Stocks surge on tariffs “reprieve”

Not surprisingly, the Trump administration’s decision to pause “reciprocal” tariffs for 90 days to allow for negotiations with trading partners has buoyed equity markets. US stocks surged into the New York close and Asian equities are higher overnight. US 10-year yields, which had risen sharply this week causing unease in the Trump camp it seems, are down around 20bps from yesterday’s highs of over 4.50%, while short-dated bond yields have jumped by around 15bps as the market pares back expectations regarding the scale of Fed rate cuts. In FX, the dollar has recovered from yesterday’s lows of almost $1.11 against the euro to trade at around $1.10 this morning, while sterling has bounced back against both the dollar and the euro, currently trading at around $1.2860 and £0.8550 having fallen to lows of sub $1.2750 and over £0.8650 during the course of yesterday’s session.

The main US equity indices closed between 8% and 12% higher following Trump’s about turn on tariffs, while Asian markets have chalked up sizeable gains of up to 9% overnight. European stocks have opened higher this morning, up around 7% after shedding around 3% yesterday. In European bond markets, German 2- and 10-year yields are around 15bps and 10bps higher respectively at the start of play today, amid a paring back of ECB rate cut expectations, while UK 2- and 10-yields are slightly higher and slightly lower respectively.

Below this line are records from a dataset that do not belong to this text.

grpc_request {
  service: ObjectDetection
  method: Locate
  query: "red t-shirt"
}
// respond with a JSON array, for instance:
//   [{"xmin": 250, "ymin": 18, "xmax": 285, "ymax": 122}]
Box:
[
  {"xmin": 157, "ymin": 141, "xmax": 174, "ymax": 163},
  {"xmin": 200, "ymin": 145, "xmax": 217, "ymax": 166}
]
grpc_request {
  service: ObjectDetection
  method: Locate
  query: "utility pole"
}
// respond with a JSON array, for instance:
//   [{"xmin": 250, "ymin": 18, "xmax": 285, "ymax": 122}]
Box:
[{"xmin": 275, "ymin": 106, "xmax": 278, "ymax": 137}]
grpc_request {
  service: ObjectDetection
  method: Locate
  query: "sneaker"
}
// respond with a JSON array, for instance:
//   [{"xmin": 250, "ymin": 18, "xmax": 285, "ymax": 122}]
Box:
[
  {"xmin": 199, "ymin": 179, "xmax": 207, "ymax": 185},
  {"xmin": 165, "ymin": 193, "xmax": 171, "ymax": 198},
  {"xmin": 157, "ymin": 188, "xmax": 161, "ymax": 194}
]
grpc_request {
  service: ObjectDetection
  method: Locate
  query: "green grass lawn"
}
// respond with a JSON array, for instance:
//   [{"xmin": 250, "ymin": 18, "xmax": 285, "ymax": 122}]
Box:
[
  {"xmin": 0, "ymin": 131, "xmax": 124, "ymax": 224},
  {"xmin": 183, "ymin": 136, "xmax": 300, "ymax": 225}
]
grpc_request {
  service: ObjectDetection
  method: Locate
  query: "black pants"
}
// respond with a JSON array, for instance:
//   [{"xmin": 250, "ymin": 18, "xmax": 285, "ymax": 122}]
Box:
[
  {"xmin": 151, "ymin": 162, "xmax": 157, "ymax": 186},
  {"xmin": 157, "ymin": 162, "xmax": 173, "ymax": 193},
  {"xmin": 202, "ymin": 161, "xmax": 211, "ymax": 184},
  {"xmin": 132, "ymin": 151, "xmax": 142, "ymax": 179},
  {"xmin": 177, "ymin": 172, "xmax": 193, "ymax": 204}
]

With Trump’s latest tariffs announcement, the universal 10% rate introduced last week on Liberation Day will now apply to all countries for 90-days, though the tariff on China has been raised to 125% amid yet a further escalation in the trade war between the two countries. Uncertainly is still likely to remain elevated over the next few months however, despite the reprieve of sorts granted by Trump, which will continue to weigh on economic activity.

The main economic data release today is the latest CPI report in the US. The consensus expects headline and core consumer prices to have risen by 0.1% and 0.3% respectively in March, which would leave the annual rates of inflation at 2.5% and 3.0%, versus 2.8% and 3.1% in February.